Избыточная продукция катехоламинов (“spillover”) токсична для миокарда, способствует старению и воспалению кардиомиоцитов, усиливает регуляцию пути супрессора опухоли р53, продукцию молекул адгезии эндотелиальными клетками и макрофагами и опосредованно приводит к дисфункции кардиомиоцитов [27]. Также раннее на пациентах с феохромоцитомами и параганглионарными образованиями было показано, что хроническое персистирующее воздействие катехоламинов приводит к интерстициальному фиброзу, апоптозу миоцитов, снижению сократительной способности ввиду развития структурной дезорганизации, а также негативно влияет на чувствительность и функцию сердечных β-адренорецепторов [28].
Катестатин
CST представляет собой пептид из 21 аминокислотного фрагмента, который образуется в результате посттрансляционного расщепления гормона-предшественника хромогранина А. Основной функцией пептида, идентифицированного в 1997г Sushil K. Mahata, является отрицательная регуляция высвобождения катехоламинов через механизм неконкурентного и обратимого антагонизма в отношении нейрональных никотиновых холинергических рецепторов (nAChR) [29]. CST секретируется нейроэндокринными тканями и нервными окончаниями, а также широко представлен в секреторных гранулах клеток кожи, органов чувств и миокарда. Его наиболее важным физиологическим эффектом является аутокринное воздействие на хромаффинные клетки в мозговом веществе надпочечников и адренергических нейронах, посредством которого он модулирует выброс катехоламинов (в первую очередь норадреналина).
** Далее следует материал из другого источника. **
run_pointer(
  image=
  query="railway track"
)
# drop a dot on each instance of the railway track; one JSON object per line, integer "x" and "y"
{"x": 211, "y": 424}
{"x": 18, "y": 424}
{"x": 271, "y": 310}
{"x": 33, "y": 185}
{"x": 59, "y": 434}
Кроме того, CST является мощным регулятором артериального давления, поскольку способен оказывать прямое сосудорасширяющее действие, активирует высвобождение гистамина из тучных клеток и стимулирует выработку NO в эндотелиальных клетках [30].
В хромаффиных клетках за счет активации ионотропных нейрональных никотиновых холинергических рецепторов (nAChR) увеличивается проникновение Na+ в клетку, что дополнительно деполяризует клеточную мембрану и обеспечивает активацию потенциал-зависимых Са2+-каналов и последующее проникновение Са2+ внутрь клеток, что приводит к мобилизации хромаффиных гранул и экзоцитозу нейрогормонов, нейропептидов и катехоламинов. Секретированный в ходе экзоцитоза за пределы клетки хромогранина претерпевает внеклеточный посттрансляционный протеолитический процессинг с высвобождением нескольких биоактивных пептидов и CST, которые связывают nACh-рецепторы хромаффинных клеток аутокринным способом, таким образом противодействуя действию ACh на периферии [31-33]. В работах Mahapatra NR, et al. (2006) было показано, что CST также ингибирует никотин индуцированное высвобождение нескольких ко-трансмиттеров из хромаффинных гранул — нейропептида Y, аденозинтрифосфокиназы, хромогранинов и катехоламинов, указывая, таким образом, на огромный потенциал маркера в регуляции трансмиссии нейропептидов [34].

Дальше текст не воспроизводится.